There are sound arguments against the manner that Buhari handles this matter. The first point to make is to condemn the tardiness with which matters such as this are handled by the presidency. The office of the IGP is a high public office; it is a powerful and influential position of authority. Its powers and authority are such that in myriad ways, can affect the entire polity. There is absolutely no justifiable reason that a successor is not named as soon as the outgoing officer is due to step out. Is there no one among the very senior officers good enough to succeed Adamu? That is neither tenable nor believable. It is even preposterous to so think. 


Second, deriving from the answer that presidential spokesman Garba Shehu gave to questions of when a new I-G might be named, it is difficult not to think that this very important matter is not attracting the deserved priority attention.  Besides that it is well known Adamu would retire effective February 1, one should reasonably think that the decision to put another man in charge of the Nigeria Police can be taken from wherever the President is – even if on the moon. His powers and authority are not delimited by place.  So, Nigerians cannot be impressed by the argument that ‘‘the President returns to Abuja on Tuesday (and) he should be at his desk by Wednesday.’’ No, that is not good enough for Nigeria. 
Third, it is given, from yesterday’s announcement, that Buhari actually intended to extend the tenure of Adamu, needless as that may be. Incidentally, he did so for Adamu’s predecessor, and some other service chiefs, against rules and received wisdom. What beneficial end this is meant to serve for the system or the polity, we seek, we cannot find. But whatever might be the President’s intention, there was no justifiable need to have kept Adamu, the Police Force, and the country in suspense. The President should simply have done the needful and spared the Force further dilemma and the nation further suspense. 
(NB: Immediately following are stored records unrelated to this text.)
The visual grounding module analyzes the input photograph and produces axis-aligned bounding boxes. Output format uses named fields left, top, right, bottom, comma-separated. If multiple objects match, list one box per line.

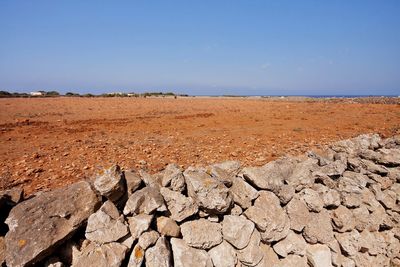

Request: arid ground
left=1, top=97, right=399, bottom=196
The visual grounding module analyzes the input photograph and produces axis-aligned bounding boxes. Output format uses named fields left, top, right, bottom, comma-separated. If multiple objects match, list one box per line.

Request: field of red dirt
left=1, top=97, right=399, bottom=196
Fourth, organisations thrive on fresh ideas from new leadership. Whatever good Adamu achieved in his two-year tenure can always be improved upon by a new man. Arguably, the Nigeria Police Force can only benefit from new management with new, improved thinking. 


Fifth, the retention, against extant rules, of public officers after their service year has expired gives the erroneous impression that they are indispensable. They are not; no man is indispensable, in this country of more than 200 million people, indeed anywhere on earth. And the President should not be the one to encourage that false sense of importance in any public office. Besides, the esteem of the presidency is badly dented for its disdain for due process and rules it enacted.

Finally, the retirement of long-serving public officers gives room for career advancement from below. That, by the due and transparent process, an officer can honourably aspire to great heights in the Force is a sound motivation to put in his and her best. But if, as it has become the culture in this government, people are retained ad infinitum, ad nauseam, in their positions, even when they are glaringly tired at the job, career progression is delayed and denied.  This harms both morale and the enthusiasm to work hard or a just reward. Ultimately, the Force and the country suffer. Mohammed Adamu came, did his best, and he was due for retirement. He should have been given his deserved break. For the second time in our editorial during the Buhari government, The Guardian is constrained to tell the President ‘Let the IGP go, please.’